Yusaku Moribata1, Yasuhisa Kurata1, Mizuho Nishio1, Aki Kido1, Satoshi Otani1, Yuki Himoto1, Naoko Nishio2, Akihiro Furuta2, Kimihiko Masui3, Takashi Kobayashi3, and Yuji Nakamoto1
1Department of Diagnostic Imaging and Nuclear Medicine, Kyoto University Graduate School of Medicine, Kyoto, Japan, 2Department of Radiology, Japanese Red Cross Osaka Hospital, Osaka, Japan, 3Department of Urology, Kyoto University Graduate School of Medicine, Kyoto, Japan
Synopsis
This
multi-center retrospective study performed automatic segmentation of bladder
cancer (BC) on MRI with a convolutional neural network and evaluated the reproducibility
of radiomics features. Of the total 170 patients, 140 were used to train our
U-net model and 30 were used to evaluate the segmentation performance of the
model. Our U-net model achieved a median Dice similarity coefficient of 0.811
in the test dataset and most of the automatically extracted radiomics features showed
high reproducibility (median intraclass correlation coefficient: 0.83-0.86). Our
model would lead to efficient medical image analysis of BC using the radiomics
approach.
Introduction
MRI plays a very important role in deciding the
treatment of bladder cancer (BC) 1. In recent years, medical image analysis using the
radiomics approach has been attracting attention, and it has been reported that
radiomics can be used to predict the staging of bladder cancer, including
muscle layer invasion 2-5. For this type of research, tumor segmentation is
necessary, but manual segmentation is labor-intensive and lacks objectivity. If
highly accurate automatic tumor segmentation can be achieved, many regions of
interest (ROI) can be created with less effort. Although there have been a few
studies of automated segmentation of BC on MRI, these studies were conducted at
a single institution with a small number of patients and lack the
generalization performance required in actual clinical practice 6,7. To overcome this weakness, this study included
a large number of BC patients at multiple institutions and MR images of multiple
vendors. Our purpose was to perform the automatic
segmentation of BC on MRI with high generalization performance. In
addition, we examined the reproducibility of radiomics features extracted from
manually and automatically segmented BC.Methods
This
multi-center retrospective study included 170 patients with BCs who underwent
bladder MRI between January 2016 and June 2020. MR examinations were performed
using 3.0 T and 1.5 T MR units of multiple vendors (Siemens, Philips, and GE).

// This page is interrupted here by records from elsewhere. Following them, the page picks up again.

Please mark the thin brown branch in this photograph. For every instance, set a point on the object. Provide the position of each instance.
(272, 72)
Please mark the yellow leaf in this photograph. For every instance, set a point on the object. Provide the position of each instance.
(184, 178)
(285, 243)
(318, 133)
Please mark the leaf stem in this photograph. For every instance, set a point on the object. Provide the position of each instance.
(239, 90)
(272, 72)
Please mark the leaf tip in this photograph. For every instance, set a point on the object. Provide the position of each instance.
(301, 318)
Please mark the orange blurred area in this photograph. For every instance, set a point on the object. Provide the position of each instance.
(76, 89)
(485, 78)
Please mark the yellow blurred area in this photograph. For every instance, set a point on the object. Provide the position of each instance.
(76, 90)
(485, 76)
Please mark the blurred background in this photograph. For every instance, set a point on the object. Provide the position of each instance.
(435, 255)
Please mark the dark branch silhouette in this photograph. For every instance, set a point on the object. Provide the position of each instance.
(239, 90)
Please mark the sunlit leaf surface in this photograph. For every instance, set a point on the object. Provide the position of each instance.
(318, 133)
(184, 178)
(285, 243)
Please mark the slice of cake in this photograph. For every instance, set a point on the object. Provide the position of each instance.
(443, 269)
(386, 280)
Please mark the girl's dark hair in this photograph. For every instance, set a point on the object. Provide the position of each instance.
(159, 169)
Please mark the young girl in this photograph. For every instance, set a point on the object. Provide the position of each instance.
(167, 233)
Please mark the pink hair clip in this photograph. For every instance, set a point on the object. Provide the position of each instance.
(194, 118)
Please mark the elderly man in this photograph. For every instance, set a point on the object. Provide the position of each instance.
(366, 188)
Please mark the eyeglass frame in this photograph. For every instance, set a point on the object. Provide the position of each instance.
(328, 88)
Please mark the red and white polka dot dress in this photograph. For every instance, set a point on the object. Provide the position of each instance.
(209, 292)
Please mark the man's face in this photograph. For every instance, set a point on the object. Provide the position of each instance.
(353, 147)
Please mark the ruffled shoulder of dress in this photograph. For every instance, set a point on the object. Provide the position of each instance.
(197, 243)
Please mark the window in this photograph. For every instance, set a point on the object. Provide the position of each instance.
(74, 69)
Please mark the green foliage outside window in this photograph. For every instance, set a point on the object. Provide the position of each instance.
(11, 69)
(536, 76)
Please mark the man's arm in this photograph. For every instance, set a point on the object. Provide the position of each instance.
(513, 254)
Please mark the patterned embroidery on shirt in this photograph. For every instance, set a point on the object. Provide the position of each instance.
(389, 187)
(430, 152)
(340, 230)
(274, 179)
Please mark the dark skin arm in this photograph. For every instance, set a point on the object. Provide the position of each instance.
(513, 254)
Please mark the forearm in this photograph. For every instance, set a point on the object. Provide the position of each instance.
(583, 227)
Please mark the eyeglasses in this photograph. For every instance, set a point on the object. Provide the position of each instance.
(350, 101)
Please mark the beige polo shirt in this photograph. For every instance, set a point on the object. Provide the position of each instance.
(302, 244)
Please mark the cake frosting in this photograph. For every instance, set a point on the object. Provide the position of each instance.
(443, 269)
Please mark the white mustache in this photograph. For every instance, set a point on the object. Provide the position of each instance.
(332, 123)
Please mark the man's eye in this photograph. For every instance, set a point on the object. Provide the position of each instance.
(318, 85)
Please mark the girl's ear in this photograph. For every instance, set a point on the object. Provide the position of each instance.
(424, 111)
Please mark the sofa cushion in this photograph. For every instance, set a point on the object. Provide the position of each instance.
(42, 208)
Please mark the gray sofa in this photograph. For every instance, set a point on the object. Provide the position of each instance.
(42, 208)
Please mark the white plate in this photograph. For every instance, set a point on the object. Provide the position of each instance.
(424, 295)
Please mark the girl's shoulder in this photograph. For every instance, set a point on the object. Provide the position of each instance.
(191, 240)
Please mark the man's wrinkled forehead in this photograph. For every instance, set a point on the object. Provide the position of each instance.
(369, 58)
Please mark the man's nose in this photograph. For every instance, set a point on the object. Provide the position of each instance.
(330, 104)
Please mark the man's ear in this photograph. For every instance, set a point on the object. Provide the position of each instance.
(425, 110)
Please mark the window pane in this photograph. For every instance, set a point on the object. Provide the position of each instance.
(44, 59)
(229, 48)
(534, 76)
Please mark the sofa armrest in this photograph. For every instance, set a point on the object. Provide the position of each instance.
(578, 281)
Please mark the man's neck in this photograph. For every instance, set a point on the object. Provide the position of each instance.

All studies included DWIs with b-values of 0 and 1000 s/mm2 and
apparent diffusion coefficient (ADC) maps. The 170 patients were randomly
divided into two groups: 140 for training the modified U-net model and 30 for
testing the segmentation performance of our U-net model. One board-certified
radiologist manually segmented the BCs on each slice of the axial DWIs using a
3D slicer (https://www.slicer.org/) referring to other sequences and
pathological information, and another board-certified radiologist confirmed the
validity of the regions of interest (ROI) in all cases. These ROIs were
regarded as the gold standard for segmentation.
DWIs
with b-values of 0 and 1000 s/mm2 and ADC maps were used as the
3-channel input data for our U-net model. As image preprocessing, the MR images
were resized to 128 × 128 pixels, and signal intensity normalization was
performed. We performed hyperparameter tuning of our U-net model for the segmentation
of BCs with five-fold cross-validation using four-fifths of the patients for
training and one-fifth for validation (Figure 1). The number of epochs, batch
sizes, and initial learning rate were set to 30, 56, and 0.001, respectively.
The Adam optimizer was used to train our U-net model with Dice loss as the cost
function. Our model was built using TensorFlow (version 2.5.0) and trained on a
Linux workstation (Ubuntu 18.04) with an NVIDIA GeForce RTX3090 GPU with 24 GB
memory. For segmentation of BCs in the test datasets, we used an ensemble model
of the five U-net models trained based on the training sets of
cross-validation. The performance of the segmentation accuracy was evaluated
with the Dice similarity coefficient (DSC).
After
the segmentation of BC, radiomics features of BC were calculated using
Pyradiomics software (version 3.0.1) from the volume-of-interest on ADC map
with manual and automatic segmentation by our U-net model. The following
radiomics features were calculated: first-order features (n=18), shape-based
features (n=14), and features with gray-level co-occurrence matrix (GLCM)
(n=24), gray-level run-length matrix (GLRLM) (n=16), gray-level size zone
matrix (GLSZM) (n=16), neighboring gray-tone difference matrix (NGTDM) (n=5),
and gray-level dependence matrix (GLDM) (n=14).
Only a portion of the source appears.